The largest publicly traded music companies gained this week as investors digested the impacts of another increase in the Federal Reserve’s benchmark interest rate.

Billboard‘s Global Music Index rose 2.1% this week to 1,213.30 despite 11 of its 20 stocks being in negative territory. Shares of Universal Music Group, the most valuable component of the 20-stock Index, rose 6.7% to 22.82 euros ($24.58). K-pop company HYBE rose 4.5% to 187,500 won ($144.70), Warner Music Group improved 4.3% to $31.50, SiriusXM rose 3.6% to $3.77 and Spotify was up 1% to $128.30.
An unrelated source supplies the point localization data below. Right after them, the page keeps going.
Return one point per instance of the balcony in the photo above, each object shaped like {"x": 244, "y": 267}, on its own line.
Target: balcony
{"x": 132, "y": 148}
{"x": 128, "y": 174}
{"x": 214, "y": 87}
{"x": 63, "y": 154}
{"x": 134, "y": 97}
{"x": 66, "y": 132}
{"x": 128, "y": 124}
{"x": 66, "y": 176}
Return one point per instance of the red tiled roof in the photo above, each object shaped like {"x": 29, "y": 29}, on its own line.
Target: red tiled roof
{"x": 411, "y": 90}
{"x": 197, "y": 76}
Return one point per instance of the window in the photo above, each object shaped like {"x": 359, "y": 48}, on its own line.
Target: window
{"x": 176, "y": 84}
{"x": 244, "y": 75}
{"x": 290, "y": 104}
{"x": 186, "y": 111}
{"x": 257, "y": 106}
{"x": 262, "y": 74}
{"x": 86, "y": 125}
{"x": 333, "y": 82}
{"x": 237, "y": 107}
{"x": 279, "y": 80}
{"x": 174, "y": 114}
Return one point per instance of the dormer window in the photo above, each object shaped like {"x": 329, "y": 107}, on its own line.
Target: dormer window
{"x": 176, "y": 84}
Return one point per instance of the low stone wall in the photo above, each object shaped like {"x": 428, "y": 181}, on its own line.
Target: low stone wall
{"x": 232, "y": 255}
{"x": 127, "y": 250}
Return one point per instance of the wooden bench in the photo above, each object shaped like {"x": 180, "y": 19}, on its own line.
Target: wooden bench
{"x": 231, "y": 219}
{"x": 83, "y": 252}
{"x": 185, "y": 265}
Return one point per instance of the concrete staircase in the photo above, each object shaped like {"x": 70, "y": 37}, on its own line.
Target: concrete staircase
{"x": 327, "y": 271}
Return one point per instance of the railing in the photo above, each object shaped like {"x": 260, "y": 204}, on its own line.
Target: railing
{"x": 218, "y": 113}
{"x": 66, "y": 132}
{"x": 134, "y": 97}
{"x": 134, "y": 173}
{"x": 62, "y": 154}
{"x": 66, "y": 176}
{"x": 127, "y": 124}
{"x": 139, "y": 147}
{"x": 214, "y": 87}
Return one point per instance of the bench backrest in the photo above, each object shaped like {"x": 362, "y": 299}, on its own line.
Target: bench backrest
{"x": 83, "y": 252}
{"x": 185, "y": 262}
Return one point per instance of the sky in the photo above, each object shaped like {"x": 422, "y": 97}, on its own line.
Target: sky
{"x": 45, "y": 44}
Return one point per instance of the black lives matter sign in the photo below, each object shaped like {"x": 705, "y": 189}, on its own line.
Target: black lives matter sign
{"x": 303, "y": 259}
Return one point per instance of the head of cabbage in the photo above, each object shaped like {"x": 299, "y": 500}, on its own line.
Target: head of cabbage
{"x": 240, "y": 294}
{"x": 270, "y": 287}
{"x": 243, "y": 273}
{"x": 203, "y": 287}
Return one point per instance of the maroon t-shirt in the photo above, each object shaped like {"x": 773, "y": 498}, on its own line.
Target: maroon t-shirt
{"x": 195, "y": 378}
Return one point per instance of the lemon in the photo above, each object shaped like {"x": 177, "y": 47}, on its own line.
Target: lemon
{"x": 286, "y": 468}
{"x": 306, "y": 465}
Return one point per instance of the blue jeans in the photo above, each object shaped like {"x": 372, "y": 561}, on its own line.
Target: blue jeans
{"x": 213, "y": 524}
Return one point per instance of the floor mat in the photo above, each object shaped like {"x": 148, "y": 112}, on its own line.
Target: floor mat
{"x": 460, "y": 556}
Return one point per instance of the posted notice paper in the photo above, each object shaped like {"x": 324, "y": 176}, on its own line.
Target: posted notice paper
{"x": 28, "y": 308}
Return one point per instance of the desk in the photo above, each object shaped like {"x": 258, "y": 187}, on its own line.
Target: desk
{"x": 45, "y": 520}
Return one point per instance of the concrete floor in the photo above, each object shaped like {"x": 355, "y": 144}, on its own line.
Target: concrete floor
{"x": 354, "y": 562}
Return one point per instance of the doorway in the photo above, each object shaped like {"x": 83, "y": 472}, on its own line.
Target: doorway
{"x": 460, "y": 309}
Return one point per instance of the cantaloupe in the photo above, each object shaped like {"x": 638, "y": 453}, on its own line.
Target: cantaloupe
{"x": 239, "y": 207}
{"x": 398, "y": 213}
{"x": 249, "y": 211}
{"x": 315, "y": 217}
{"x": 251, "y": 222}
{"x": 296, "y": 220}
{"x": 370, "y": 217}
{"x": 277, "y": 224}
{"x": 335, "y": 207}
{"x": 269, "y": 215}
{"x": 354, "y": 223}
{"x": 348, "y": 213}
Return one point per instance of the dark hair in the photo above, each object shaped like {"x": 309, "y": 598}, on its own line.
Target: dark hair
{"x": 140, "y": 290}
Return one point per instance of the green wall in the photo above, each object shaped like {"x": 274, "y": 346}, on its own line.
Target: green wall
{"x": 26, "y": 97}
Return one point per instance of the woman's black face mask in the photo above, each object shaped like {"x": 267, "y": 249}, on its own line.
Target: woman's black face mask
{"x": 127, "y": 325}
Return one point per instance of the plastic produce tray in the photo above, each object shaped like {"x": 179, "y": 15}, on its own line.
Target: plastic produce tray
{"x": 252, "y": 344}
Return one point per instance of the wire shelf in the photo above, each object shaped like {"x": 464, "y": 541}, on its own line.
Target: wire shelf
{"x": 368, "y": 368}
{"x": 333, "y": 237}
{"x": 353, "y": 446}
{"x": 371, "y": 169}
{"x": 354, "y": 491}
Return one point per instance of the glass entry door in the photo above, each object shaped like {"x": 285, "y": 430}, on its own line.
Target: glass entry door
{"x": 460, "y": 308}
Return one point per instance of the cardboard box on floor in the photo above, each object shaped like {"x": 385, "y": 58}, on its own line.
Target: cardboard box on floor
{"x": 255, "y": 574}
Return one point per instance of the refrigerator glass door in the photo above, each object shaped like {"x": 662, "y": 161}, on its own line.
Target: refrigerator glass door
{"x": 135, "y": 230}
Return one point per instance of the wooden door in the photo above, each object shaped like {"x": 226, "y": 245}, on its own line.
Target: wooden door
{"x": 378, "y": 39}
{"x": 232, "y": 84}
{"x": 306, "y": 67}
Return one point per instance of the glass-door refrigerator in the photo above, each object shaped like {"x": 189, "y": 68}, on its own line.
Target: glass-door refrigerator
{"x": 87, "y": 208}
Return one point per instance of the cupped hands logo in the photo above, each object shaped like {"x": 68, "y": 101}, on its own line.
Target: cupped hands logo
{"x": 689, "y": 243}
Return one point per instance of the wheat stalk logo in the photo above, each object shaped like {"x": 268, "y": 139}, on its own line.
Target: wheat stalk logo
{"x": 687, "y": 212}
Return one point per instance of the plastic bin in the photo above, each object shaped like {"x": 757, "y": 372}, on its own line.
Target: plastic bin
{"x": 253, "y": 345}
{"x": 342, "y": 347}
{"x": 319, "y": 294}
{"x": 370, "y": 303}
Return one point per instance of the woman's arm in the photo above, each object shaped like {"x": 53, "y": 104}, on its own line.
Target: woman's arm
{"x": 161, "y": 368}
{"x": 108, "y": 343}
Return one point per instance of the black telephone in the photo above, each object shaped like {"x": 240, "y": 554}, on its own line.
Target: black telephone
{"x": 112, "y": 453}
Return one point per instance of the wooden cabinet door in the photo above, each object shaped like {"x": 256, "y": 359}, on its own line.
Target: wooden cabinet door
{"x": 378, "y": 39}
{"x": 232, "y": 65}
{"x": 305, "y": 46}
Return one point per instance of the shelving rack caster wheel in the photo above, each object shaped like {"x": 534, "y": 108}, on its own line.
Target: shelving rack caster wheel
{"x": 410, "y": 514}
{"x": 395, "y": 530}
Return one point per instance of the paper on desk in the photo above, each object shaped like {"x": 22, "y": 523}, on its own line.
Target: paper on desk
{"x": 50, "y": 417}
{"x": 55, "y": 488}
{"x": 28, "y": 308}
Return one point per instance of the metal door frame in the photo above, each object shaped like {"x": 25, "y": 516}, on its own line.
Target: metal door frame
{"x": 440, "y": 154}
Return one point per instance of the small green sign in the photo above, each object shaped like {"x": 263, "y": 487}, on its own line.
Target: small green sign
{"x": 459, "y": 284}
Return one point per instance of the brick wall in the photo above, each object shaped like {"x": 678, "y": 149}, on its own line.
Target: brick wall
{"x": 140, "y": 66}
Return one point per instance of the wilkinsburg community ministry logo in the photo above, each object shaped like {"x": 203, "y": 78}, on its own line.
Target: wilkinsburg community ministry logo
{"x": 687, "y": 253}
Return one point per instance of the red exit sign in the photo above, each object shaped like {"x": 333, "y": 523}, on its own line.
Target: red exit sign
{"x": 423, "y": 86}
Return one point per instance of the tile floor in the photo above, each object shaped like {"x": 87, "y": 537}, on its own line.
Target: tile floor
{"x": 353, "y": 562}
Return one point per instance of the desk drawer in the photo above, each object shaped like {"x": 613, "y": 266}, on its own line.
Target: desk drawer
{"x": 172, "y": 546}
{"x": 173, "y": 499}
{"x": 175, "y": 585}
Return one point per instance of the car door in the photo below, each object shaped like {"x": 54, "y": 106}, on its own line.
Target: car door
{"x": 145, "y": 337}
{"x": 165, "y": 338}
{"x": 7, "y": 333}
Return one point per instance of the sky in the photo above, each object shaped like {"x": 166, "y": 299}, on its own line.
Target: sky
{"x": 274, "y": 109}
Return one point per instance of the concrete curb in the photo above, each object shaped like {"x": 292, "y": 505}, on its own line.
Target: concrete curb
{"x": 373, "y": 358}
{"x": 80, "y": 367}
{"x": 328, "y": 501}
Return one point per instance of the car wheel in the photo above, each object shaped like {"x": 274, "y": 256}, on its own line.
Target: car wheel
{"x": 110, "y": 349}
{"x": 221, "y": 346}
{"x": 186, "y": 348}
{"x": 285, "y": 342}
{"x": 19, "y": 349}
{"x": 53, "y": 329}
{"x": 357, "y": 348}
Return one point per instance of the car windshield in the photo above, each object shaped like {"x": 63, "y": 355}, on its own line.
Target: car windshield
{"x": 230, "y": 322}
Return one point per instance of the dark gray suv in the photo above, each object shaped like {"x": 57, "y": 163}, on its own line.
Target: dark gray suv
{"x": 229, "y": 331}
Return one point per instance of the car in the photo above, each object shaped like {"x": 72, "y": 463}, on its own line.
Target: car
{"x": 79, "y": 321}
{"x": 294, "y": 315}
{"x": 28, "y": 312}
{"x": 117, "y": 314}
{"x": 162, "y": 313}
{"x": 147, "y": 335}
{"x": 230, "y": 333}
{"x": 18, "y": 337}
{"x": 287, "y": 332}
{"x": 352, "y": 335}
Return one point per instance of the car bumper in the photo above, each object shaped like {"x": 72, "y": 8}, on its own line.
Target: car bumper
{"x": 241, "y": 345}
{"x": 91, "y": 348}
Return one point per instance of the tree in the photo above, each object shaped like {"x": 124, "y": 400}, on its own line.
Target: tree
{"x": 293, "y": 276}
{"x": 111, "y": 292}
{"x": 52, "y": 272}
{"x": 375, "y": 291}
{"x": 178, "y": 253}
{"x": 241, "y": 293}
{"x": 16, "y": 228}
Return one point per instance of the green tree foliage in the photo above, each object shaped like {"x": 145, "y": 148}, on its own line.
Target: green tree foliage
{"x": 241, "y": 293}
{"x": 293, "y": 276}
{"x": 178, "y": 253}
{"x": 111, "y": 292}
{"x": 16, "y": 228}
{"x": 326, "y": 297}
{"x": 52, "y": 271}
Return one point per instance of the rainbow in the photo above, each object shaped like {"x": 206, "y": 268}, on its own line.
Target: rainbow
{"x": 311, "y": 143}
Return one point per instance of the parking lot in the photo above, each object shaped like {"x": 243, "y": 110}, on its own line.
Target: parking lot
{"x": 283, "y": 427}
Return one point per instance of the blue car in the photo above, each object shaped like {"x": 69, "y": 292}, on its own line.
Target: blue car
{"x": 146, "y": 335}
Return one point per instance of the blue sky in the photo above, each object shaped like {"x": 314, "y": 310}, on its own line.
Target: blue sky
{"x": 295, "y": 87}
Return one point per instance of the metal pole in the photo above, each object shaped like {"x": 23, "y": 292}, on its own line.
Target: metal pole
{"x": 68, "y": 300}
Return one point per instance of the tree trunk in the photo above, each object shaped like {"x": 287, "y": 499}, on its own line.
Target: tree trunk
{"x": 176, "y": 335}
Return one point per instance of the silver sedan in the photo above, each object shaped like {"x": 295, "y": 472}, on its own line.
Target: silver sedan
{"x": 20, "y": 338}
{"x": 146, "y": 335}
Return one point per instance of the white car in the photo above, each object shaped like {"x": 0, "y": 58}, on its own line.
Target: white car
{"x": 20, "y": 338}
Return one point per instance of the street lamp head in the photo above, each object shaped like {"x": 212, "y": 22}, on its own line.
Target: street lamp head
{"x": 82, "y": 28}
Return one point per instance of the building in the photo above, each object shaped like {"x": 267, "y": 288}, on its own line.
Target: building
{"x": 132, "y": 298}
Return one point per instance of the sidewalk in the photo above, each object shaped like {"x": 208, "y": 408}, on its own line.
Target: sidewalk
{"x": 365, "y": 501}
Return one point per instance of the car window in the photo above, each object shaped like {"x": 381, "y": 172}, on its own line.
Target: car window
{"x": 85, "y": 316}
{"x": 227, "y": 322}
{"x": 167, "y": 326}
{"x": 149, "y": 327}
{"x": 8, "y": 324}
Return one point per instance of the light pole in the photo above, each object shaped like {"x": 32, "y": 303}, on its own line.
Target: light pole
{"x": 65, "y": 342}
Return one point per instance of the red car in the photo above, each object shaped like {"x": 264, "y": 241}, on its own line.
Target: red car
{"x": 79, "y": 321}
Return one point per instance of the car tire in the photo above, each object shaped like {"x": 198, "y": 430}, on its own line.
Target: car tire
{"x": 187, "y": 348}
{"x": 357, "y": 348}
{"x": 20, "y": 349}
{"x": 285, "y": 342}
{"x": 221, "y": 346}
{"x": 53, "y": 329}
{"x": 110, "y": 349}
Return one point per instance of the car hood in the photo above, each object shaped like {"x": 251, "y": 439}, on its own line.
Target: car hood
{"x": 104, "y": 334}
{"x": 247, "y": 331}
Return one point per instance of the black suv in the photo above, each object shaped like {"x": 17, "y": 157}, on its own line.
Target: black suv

The Index’s greatest gainer was streaming company LiveOne, which climbed 13.1% to $1.12. On Tuesday, LiveOne said it is extending the record date for the previously announced spinoff of its PodcastOne subsidiary to April 7. “We expect the special dividend and trading of PodcastOne to begin in April,” said Robert Ellin, LiveOne CEO and chairman. The company also announced it gained 136,000 paid subscribers since Jan. 1, to more than 2 million monthly paying members, and plans to reach 2.75 million subscribers by the end of the year.

Broadcast radio company Audacy, a relatively small component of the Index, had the week’s biggest decline of 21.4%. On March 16, a B. Riley analyst cut the price target for Audacy shares from 50 cents to 10 cents. The stock closed at 11 cents per share on Friday and is down 52% year to date.

The U.S. Federal Reserve Bank raised its benchmark interest rate a quarter of a percentage point on Wednesday — from 4.75% to 5% — and suggested additional hikes may not be needed “to return inflation to 2% over time,” the Federal Open Market Committee said in a statement. That decision sent markets into negative territory on Wednesday: both the Dow Jones Industrial Average and Nasdaq composite fell 1.6% while the S&P 500 dropped 1.7%. But stocks rallied on Thursday and Friday. The Dow finished the week up 1.2% while the Nasdaq composite and S&P 500 rose 1.7% and 1.4%, respectively.